Befürchtungen, die Wahlbeteiligung könnte sich nach 2014 (s. Beitrag Rohleder) noch einmal verringern, traten nicht ein. Im Gegenteil: Die Wahlbeteiligung stieg landesweit um fast zwei Prozentpunkte auf 51,9% (Abb. 1), erreichte aber immer noch nicht die Beteiligungsquote von 2009 (52,3%). Bei den kreisfreien Städten hatte die Stadt Münster mit 63,0% landesweit den höchsten Wert. Die niedrigste Wahlbeteiligung wies die Stadt Duisburg mit 39,1% auf; innerhalb Westfalens hatten die beiden kreisfreien Städte Gelsenkirchen und Herne mit jeweils 41,5% die geringste Quote. Zahlreiche kreisangehörige Kommunen im westlichen Münsterland sowie in Ostwestfalen-Lippe wiesen eine überdurchschnittlich hohe Beteiligung von über 70% auf (z.B. Gemeinde Heek: 75,9%, Marienmüns­ter: 71,3%) (Landeswahlleiter NRW 2021) (s. Beitrag Rohleder).

Insgesamt 30 Parteien stellten sich 2020 zur Wahl. Dazu kamen in allen kreisfreien Städten und Kreisen die freien Wählervereinigungen bzw. -gruppen (FWG). Deren Stimmenanteil blieb mit 4,5% stabil. Die Piraten spielten hingegen keine Rolle mehr. Die PARTEI erreichte 1% (ebd.).

Zwar blieb die CDU in NRW mit 34,3% die stärkste Kraft, verlor aber über drei Prozentpunkte; die SPD verlor über sieben Prozentpunkte, während die Grünen über acht Prozentpunkte dazugewannen und sich mit 20,0% als dritte politsche Kraft auf der kommunalpolitischen Ebene etablieren konnten (Abb. 1). Absolute Mehrheiten auf Kreisebene gab es nur noch in Heinsberg und Olpe, jeweils für die CDU. In vielen Kreisen konnten also die absoluten Mehrheiten aus der vergangenen Kommunalwahl nicht gehalten werden, relative Mehrheiten wechselten außerdem die Parteipräferenz (Abb. 2). Ursache dafür war im Allgemeinen der erhöhte Stimmenanteil der Grünen.

Eine hohe Aufmerksamkeit galt dem Abschneiden der AfD. Diese hatte im Vorfeld den Anspruch propagiert, zweistellig zu werden (Bsp. Kampagne "Schwerte zweistellig"). Aufgrund von parteiinternen Auseinandersetzungen auf der Bundes- und Landesebene sowie eines wenig überzeugenden Auftritts auf der regionalen und lokalen Ebene (vgl. WDR vom 21.08.2020: "Wie sich die NRW-AfD (im Münsterland) zerlegt") kam die Partei jedoch lediglich landesweit auf 5,1% (Abb. 1). Eine Zweistelligkeit wurde nur in der Stadt Gelsenkirchen mit 12,9% erzielt (Schwerte: 3,7%). Insgesamt kandidierte die AfD nur in 53 Kommunen auf lokaler Ebene.

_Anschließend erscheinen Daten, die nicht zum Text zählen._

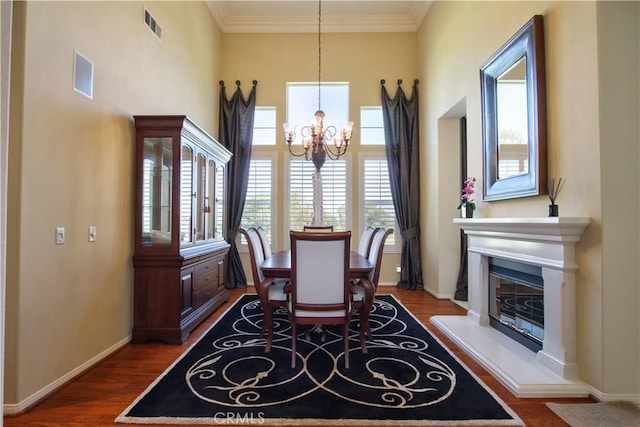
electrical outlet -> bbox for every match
[56,227,64,245]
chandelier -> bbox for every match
[282,0,353,172]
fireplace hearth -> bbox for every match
[431,217,590,397]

Abb. 3: Sitzverteilung im Westfalenparlament ab 2020 (Quelle: Landeswahlleiter NRW 2021)

Landschaftsversammlung, sog. Westfalenparlament

In der Landschaftsversammlung des Landschaftsverbandes Westfalen-Lippe, dem sog. Westfalenparlament, spiegelt sich auch 2020 der Ausgang der Kommunalwahlen in den 18 westfälischen Kreisen und 9 kreisfreien Städten wider (Abb. 3). Für die kommende Legislaturperiode umfasst die Landschaftsversammlung nunmehr 125 Mitlieder: 45 von der CDU, 34 von der SPD und 24 von den Grünen. Gemeinsame Fraktionen bilden FDP und Freie Wähler (10) sowie LINKE und Die PARTEI (6). Sechs Abgeordnete stammen von der AfD. Die Piraten sind im Westfalenparlament nicht mehr vertreten.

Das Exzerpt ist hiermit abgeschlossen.